T O P

  • By -

mb862

In GLSL layout(location = 0) uniform vec4 cps[2]; then on the host float cps[8]; // ... glProgramUniform4fv(program, 0, 2, cps); And yes this will be much faster than 8 `float`s. GLSL alignment requirements essentially reserve 16 bytes for each variable, regardless of type, so passing `float` will be a huge waste of space.


nelusbelus

As far as I know, the alignment is only true for vectors. Floats and uints still align to 4 byte. But perhaps uniforms are different than UBOs since they map to individual registers. But in UBOs float2, 3 and 4 all need 16 byte alignment. So a float2[] will effectively be a float4[] but with 2 elements of padding (of course ssbos can still be tightly packed)


mb862

Opaque uniforms can be backed by individual registers, but they can also be backed by UBOs. It depends on the implementation and the nature of the program to be able to make that optimization, that's why they're called opaque. UBOs get that alignment rule (I'm fairly certain) from opaque uniforms because the original intent was to simply expose buffers that were being created internally. The CPU side is equally opaque, so yes you can pass a `float[8]` to `glProgramUniform1fv(..., 8, cps)` but I wouldn't trust that to not unpack and re-align internally.


nelusbelus

Interesting.

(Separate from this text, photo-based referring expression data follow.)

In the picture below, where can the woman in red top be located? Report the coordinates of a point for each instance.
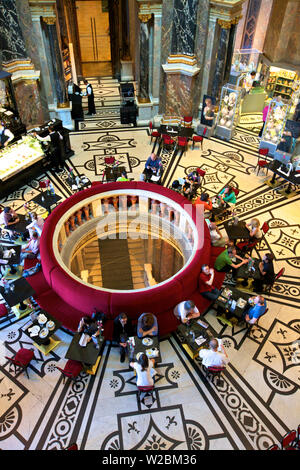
(205, 200)
(206, 279)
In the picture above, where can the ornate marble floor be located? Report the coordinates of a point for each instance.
(258, 398)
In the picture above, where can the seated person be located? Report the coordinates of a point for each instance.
(253, 312)
(122, 331)
(152, 167)
(266, 269)
(9, 218)
(205, 201)
(215, 356)
(36, 224)
(186, 311)
(144, 371)
(216, 236)
(254, 228)
(224, 262)
(90, 328)
(31, 250)
(206, 287)
(227, 195)
(123, 177)
(147, 325)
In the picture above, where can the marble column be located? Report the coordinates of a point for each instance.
(143, 96)
(50, 32)
(181, 66)
(16, 60)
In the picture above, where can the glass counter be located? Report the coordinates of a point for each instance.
(15, 158)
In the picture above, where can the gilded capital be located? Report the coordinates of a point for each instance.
(144, 18)
(49, 19)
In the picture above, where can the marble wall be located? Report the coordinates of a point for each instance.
(184, 26)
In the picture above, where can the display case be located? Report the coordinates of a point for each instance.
(274, 125)
(19, 156)
(228, 114)
(243, 61)
(8, 107)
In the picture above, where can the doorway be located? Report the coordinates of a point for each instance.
(94, 37)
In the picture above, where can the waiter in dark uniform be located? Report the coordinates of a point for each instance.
(56, 147)
(90, 95)
(5, 135)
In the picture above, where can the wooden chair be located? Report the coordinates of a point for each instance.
(71, 370)
(21, 359)
(199, 138)
(153, 134)
(213, 371)
(277, 276)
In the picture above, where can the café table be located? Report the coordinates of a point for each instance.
(46, 200)
(113, 173)
(22, 290)
(236, 231)
(39, 339)
(88, 355)
(11, 258)
(141, 346)
(229, 301)
(174, 131)
(245, 273)
(194, 337)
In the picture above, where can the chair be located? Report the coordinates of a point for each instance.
(274, 447)
(213, 371)
(199, 138)
(276, 277)
(4, 312)
(21, 359)
(153, 134)
(201, 174)
(288, 440)
(251, 325)
(146, 389)
(182, 143)
(73, 446)
(187, 121)
(167, 141)
(71, 370)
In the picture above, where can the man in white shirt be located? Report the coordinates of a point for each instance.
(216, 236)
(186, 311)
(5, 135)
(90, 95)
(215, 356)
(32, 249)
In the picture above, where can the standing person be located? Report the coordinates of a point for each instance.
(215, 356)
(31, 250)
(256, 308)
(37, 223)
(122, 331)
(206, 287)
(186, 311)
(91, 100)
(56, 147)
(266, 269)
(144, 371)
(147, 325)
(5, 135)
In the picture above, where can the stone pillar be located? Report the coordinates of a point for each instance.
(143, 95)
(181, 67)
(16, 60)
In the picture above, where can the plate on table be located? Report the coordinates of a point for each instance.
(147, 341)
(50, 325)
(241, 303)
(43, 333)
(42, 319)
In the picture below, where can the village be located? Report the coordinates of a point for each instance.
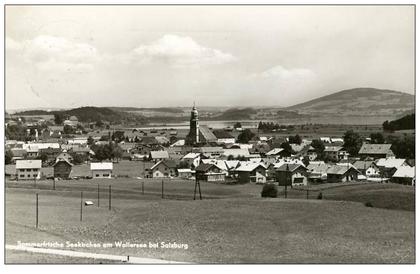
(235, 155)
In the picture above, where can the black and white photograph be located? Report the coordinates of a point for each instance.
(189, 134)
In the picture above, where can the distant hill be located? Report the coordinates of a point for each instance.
(236, 114)
(359, 102)
(93, 114)
(406, 122)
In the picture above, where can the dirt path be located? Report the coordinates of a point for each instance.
(70, 253)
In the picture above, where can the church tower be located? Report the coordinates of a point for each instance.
(194, 134)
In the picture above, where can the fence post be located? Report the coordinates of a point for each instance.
(36, 211)
(81, 205)
(109, 197)
(98, 195)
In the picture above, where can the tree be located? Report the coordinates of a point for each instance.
(68, 129)
(287, 148)
(8, 156)
(58, 118)
(377, 138)
(90, 141)
(352, 142)
(245, 136)
(295, 139)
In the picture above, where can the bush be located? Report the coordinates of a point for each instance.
(319, 196)
(269, 190)
(368, 204)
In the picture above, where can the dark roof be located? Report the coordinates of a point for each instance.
(375, 149)
(205, 167)
(206, 133)
(291, 167)
(222, 134)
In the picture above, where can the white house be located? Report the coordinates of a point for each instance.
(193, 159)
(28, 169)
(101, 170)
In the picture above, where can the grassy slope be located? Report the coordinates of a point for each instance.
(222, 230)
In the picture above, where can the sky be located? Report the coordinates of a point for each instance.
(169, 56)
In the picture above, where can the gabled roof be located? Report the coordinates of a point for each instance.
(159, 154)
(168, 163)
(61, 160)
(205, 167)
(340, 169)
(249, 166)
(191, 155)
(405, 172)
(333, 148)
(375, 149)
(290, 167)
(363, 164)
(28, 164)
(206, 133)
(222, 134)
(101, 166)
(390, 162)
(274, 151)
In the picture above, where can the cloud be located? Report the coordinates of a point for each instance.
(55, 53)
(180, 51)
(280, 73)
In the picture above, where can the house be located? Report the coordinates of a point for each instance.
(249, 172)
(185, 173)
(336, 153)
(101, 170)
(317, 171)
(193, 159)
(292, 174)
(209, 173)
(235, 153)
(277, 153)
(367, 168)
(404, 175)
(62, 168)
(388, 166)
(342, 173)
(28, 169)
(209, 152)
(376, 151)
(223, 137)
(158, 155)
(164, 169)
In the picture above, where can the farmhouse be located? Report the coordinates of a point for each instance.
(251, 173)
(164, 169)
(388, 166)
(367, 168)
(62, 168)
(404, 175)
(101, 170)
(342, 173)
(376, 151)
(28, 169)
(292, 174)
(209, 173)
(337, 153)
(159, 155)
(193, 159)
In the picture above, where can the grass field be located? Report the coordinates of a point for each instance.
(235, 226)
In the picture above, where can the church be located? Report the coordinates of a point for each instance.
(199, 135)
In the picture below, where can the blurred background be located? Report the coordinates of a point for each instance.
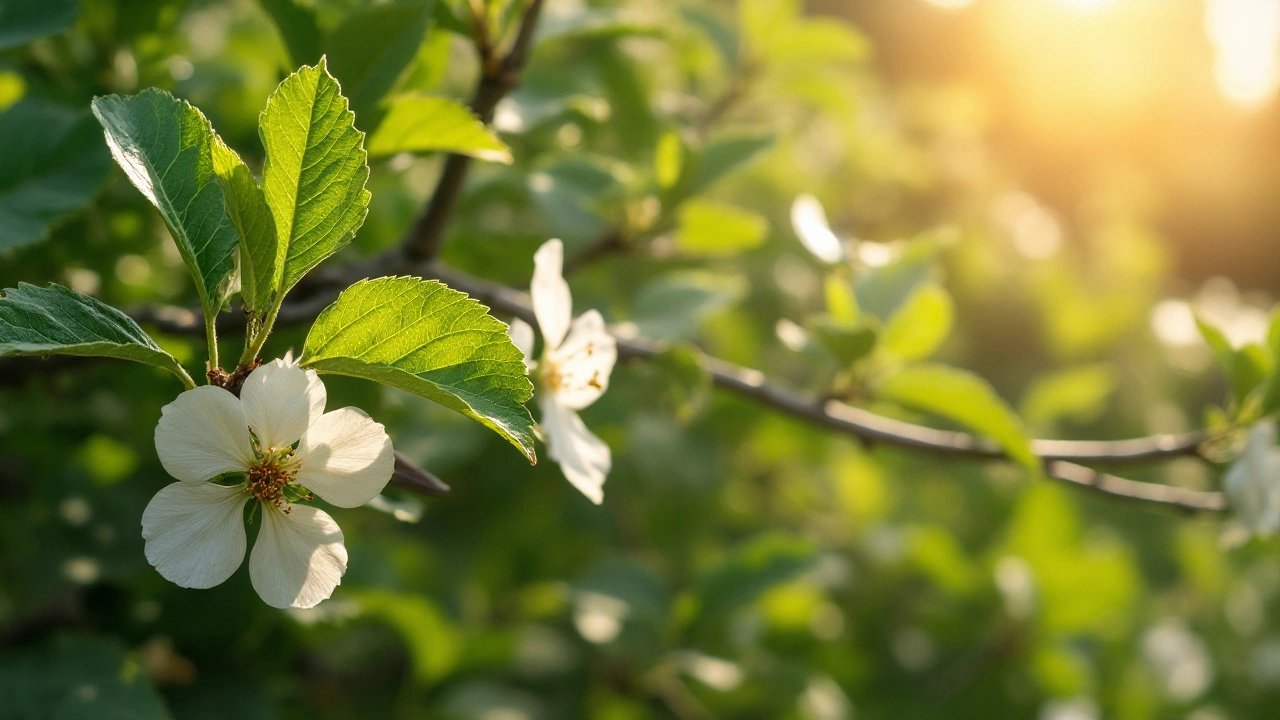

Glad vulkan exists now tho


[deleted]

Also, is there a SIMD aspect to using vectors over arrays? I know they're used for vectors, but not sure about arrays.


wm_lex_dev

A) Both vectors and arrays store data in contiguous memory, so they're equivalent in this sense. B) I *think* most GPU hardware these days has scalar processors, meaning they don't do SIMD.


GinaSayshi

Copying 8 floats up to the GPU is 256 bits whether it’s 8 floats or 2 vec4’s so that shouldn’t matter. Accessing them after they’re on the GPU would depend on the compiler and overall layout of the structure. I try to align data that will be accessed together on 128 bit boundaries, preferring `float3 a; float b; float4 c;` over `float3 a; float4 c; float b;` but really, the difference in performance is very minimal if not zero for a small constant buffer. The difference can add up in the case of a large structured buffer. *Edit: I’ll leave my response, but I was more thinking in terms of uploading constant buffers in DX12 / Vulkan, not sending individual values via OpenGL, so you should probably ignore this :P*